Grüne schlagen Alternative zur Ehe vor

Der "Pakt für das Zusammenleben" soll ähnlich wie in Frankreich Heteros und Homos neben der Ehe für alle eine weitere Wahl bieten.


Franziska Brantner schlägt vor, beim Partnerschaftsrecht von Frankreich zu lernen (Bild: Deutscher Bundestag / Achim Melde)

Die Heidelberger Bundestagsabgeordnete Franziska Brantner hat vorgeschlagen, in Deutschland zusätzlich zur Ehe eine Art "Ehe Light" einzuführen, die allen Paaren – egal, ob sie sich in einer Liebesbziehung befinden oder nicht – offen stehen soll. "Wer Ja sagt zur Verantwortung, kann sich formlos registrieren und erhält Rechtssicherheit", erklärte die familienpolitische Sprecherin ihrer Fraktion gegenüber der Deutschen Presseagentur. Die neue Institution soll den Namen "Pakt für das Zusammenleben" (PaZ) tragen.

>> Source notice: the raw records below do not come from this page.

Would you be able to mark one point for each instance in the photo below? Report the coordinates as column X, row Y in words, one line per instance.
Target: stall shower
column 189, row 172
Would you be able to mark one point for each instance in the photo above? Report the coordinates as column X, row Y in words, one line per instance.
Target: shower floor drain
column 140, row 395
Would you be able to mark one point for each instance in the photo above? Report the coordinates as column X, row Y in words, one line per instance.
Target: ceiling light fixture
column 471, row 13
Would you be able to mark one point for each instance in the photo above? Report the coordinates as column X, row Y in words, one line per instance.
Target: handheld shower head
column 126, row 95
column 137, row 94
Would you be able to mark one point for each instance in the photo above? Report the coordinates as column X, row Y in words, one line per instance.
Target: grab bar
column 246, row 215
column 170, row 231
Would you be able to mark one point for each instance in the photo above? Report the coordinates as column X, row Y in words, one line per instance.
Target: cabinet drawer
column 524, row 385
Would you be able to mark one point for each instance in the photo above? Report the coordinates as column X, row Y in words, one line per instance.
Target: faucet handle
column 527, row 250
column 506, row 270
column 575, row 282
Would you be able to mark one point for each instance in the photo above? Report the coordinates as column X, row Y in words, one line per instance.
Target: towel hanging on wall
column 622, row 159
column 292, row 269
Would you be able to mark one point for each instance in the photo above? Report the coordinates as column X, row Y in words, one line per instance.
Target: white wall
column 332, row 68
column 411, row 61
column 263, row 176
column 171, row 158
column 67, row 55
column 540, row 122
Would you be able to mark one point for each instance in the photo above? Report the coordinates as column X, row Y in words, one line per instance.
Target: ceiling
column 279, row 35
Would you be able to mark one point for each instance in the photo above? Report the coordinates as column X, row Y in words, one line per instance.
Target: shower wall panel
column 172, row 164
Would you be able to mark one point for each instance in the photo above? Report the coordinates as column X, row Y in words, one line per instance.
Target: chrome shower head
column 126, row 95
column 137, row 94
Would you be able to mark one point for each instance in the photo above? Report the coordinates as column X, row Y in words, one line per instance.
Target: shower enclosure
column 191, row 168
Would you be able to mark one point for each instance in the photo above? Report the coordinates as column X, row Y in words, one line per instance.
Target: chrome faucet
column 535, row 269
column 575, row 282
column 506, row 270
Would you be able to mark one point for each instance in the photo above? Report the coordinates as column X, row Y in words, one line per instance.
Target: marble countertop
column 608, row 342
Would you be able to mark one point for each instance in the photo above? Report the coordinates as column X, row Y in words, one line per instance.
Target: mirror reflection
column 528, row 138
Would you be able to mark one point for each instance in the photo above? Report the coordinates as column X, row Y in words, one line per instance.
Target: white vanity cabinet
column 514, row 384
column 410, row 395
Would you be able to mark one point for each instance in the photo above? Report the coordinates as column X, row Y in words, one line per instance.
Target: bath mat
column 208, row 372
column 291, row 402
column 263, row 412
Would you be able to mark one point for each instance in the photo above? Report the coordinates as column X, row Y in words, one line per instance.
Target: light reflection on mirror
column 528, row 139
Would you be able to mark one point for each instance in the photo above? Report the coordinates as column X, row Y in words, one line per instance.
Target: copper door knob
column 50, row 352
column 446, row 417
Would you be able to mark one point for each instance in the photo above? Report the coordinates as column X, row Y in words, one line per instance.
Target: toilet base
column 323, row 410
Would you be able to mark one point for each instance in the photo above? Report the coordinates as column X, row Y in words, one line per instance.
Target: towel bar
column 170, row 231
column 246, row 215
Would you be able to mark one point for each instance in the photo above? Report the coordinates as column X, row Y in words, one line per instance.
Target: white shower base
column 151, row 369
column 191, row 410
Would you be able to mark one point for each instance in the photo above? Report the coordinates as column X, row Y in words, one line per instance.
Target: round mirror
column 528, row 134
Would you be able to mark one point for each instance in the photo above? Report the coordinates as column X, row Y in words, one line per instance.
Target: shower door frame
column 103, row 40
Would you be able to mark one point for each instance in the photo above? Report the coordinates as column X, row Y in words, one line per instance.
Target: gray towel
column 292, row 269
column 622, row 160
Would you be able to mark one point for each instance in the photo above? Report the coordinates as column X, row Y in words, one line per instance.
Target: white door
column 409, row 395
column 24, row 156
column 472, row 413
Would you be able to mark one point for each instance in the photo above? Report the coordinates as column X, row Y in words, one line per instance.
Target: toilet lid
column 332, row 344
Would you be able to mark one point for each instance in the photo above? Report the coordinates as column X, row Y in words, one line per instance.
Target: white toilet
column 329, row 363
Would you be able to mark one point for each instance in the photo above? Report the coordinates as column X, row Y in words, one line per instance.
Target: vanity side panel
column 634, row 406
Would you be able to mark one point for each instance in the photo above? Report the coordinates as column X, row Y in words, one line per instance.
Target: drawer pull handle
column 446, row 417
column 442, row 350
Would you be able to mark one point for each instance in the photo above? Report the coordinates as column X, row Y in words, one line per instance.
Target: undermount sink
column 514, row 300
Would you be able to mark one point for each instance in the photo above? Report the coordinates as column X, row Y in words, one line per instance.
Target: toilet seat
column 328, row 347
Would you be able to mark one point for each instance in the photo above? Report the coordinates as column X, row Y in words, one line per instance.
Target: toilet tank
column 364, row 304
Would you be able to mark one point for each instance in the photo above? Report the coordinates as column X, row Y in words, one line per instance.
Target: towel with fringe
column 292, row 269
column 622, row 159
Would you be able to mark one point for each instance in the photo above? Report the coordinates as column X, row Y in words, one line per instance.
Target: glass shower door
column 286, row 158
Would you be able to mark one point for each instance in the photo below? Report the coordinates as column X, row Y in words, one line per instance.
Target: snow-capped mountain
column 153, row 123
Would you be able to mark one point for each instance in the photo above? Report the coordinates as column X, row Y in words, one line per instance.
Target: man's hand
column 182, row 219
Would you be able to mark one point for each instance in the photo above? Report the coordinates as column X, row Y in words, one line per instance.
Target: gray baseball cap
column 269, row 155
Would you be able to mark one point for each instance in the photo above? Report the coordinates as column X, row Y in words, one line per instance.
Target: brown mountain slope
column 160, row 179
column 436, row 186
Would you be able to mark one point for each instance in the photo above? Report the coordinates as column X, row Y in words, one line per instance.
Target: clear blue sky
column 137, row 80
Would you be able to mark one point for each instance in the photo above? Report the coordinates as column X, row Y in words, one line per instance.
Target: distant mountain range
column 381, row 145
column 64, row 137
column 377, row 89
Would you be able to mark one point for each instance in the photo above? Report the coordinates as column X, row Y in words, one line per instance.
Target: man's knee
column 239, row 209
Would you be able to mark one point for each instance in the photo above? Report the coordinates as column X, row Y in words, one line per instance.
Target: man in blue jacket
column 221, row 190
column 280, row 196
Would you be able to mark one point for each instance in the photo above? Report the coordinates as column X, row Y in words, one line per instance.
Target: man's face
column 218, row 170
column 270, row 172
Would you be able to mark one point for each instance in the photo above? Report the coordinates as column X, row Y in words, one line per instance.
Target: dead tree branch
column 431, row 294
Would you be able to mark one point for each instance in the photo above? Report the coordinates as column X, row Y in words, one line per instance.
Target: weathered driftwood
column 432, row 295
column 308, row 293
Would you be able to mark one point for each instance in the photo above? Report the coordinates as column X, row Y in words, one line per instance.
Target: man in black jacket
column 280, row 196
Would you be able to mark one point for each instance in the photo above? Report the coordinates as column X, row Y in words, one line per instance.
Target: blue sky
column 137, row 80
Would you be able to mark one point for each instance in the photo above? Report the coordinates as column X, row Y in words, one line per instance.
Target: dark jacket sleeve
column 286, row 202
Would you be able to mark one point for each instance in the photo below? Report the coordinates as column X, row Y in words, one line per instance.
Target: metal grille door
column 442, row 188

Diesen Vorschlag möchte Brantner auch im Wahlprogramm der Ökopartei verankern und hat daher einen entsprechenden Antrag zum nächsten Parteitag eingereicht. Ihre Begründung: Verantwortung werde heute "vielfältig gelebt" – etwa "in der Ehe, in einer Lebensgemeinschaft, mit und ohne Kinder, in Patchworkfamilien, in Mehr-Generationen-Projekten oder in Alten-WGs". Mit der neuen Rechtsform könnten sich all jene Paare absichern, die nicht heiraten könnten oder wollten.

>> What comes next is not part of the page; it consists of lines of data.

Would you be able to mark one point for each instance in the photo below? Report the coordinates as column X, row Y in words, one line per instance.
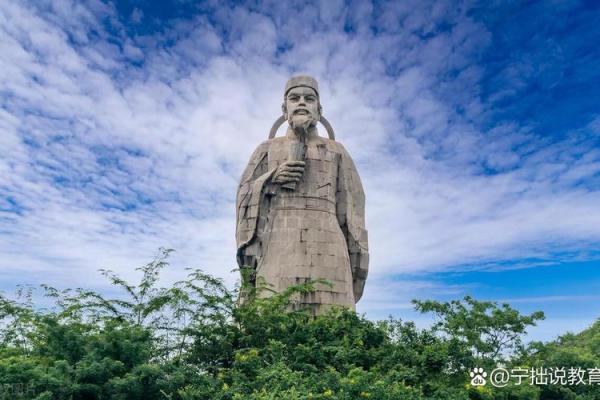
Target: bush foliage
column 194, row 340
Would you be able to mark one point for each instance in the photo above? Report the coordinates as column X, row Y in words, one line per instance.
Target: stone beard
column 301, row 213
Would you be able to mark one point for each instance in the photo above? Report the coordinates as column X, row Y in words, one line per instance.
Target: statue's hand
column 289, row 171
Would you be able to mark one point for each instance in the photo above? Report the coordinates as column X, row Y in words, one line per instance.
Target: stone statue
column 301, row 207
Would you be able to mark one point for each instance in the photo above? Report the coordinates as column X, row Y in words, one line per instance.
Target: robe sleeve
column 250, row 206
column 350, row 212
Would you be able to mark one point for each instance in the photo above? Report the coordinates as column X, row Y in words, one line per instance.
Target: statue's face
column 302, row 107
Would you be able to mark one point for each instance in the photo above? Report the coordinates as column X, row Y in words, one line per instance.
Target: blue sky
column 475, row 127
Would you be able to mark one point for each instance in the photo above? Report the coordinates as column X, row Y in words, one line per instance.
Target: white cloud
column 104, row 161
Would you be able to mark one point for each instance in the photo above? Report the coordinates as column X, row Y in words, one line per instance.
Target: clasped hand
column 289, row 171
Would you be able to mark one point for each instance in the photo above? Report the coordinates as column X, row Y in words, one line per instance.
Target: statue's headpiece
column 296, row 81
column 302, row 80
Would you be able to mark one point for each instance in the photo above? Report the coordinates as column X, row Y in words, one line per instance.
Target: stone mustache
column 301, row 208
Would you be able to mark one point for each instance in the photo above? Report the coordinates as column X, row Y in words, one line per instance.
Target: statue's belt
column 308, row 203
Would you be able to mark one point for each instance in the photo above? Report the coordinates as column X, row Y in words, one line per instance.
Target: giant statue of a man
column 301, row 208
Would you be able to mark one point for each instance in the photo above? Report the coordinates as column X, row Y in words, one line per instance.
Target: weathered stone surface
column 300, row 208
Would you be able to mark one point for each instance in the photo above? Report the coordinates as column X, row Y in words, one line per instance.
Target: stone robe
column 315, row 231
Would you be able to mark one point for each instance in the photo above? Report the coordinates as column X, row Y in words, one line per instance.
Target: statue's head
column 301, row 106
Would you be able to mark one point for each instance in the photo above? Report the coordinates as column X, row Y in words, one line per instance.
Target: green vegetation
column 193, row 341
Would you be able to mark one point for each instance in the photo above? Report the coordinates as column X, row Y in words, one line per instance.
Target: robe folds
column 316, row 231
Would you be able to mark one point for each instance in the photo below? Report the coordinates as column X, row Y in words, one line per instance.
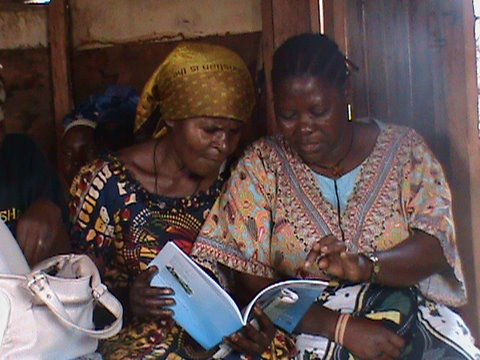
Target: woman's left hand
column 253, row 341
column 332, row 257
column 40, row 231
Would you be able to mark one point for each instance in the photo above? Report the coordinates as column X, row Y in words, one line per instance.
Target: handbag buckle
column 99, row 291
column 37, row 281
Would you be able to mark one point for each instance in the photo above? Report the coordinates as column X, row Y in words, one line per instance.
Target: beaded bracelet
column 340, row 328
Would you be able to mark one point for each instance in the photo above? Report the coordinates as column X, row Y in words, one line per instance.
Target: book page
column 287, row 302
column 202, row 307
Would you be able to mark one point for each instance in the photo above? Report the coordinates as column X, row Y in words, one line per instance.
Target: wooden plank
column 459, row 126
column 290, row 18
column 376, row 65
column 398, row 61
column 474, row 159
column 421, row 68
column 27, row 78
column 268, row 46
column 314, row 16
column 58, row 36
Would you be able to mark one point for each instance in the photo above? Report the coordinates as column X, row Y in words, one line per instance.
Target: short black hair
column 310, row 55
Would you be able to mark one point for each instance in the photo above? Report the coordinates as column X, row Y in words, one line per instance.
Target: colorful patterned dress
column 273, row 210
column 117, row 220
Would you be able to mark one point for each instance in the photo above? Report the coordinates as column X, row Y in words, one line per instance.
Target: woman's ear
column 169, row 123
column 348, row 92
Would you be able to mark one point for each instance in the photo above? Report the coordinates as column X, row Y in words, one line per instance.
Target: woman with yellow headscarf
column 125, row 207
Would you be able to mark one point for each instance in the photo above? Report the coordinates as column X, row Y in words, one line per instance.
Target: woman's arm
column 413, row 260
column 406, row 264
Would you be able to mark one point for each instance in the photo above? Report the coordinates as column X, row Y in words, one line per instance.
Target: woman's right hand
column 371, row 340
column 150, row 302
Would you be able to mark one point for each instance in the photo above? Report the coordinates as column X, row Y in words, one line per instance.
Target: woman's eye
column 319, row 113
column 286, row 116
column 210, row 130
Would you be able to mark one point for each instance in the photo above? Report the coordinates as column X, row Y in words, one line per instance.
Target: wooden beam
column 58, row 37
column 473, row 157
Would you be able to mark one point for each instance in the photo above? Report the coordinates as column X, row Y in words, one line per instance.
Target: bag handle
column 38, row 284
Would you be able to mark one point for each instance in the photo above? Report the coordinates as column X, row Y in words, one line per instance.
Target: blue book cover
column 208, row 313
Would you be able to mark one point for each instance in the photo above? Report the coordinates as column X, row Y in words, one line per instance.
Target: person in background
column 102, row 123
column 125, row 207
column 32, row 202
column 362, row 203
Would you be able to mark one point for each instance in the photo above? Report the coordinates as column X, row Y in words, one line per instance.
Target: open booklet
column 208, row 313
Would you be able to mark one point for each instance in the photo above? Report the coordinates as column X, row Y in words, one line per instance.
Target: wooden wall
column 415, row 60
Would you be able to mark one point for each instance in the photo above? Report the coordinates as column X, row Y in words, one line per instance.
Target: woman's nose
column 221, row 142
column 306, row 124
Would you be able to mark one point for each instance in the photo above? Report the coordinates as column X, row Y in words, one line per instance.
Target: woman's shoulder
column 100, row 171
column 267, row 147
column 398, row 136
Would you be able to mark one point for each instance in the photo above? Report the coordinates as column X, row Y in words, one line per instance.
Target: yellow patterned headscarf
column 197, row 80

Die Grünen hatten bereits Anfang März einen Entwurf zum Wahlprogramm vorgestellt (queer.de berichtete). Darin sind unter anderem die Öffnung der Ehe für Homo-Paare sowie ein neues Transsexuellenrecht vorgesehen. Auf ihrem Bundesparteitag Mitte Juni werden die Grünen dann die endgültige Fassung beschließen.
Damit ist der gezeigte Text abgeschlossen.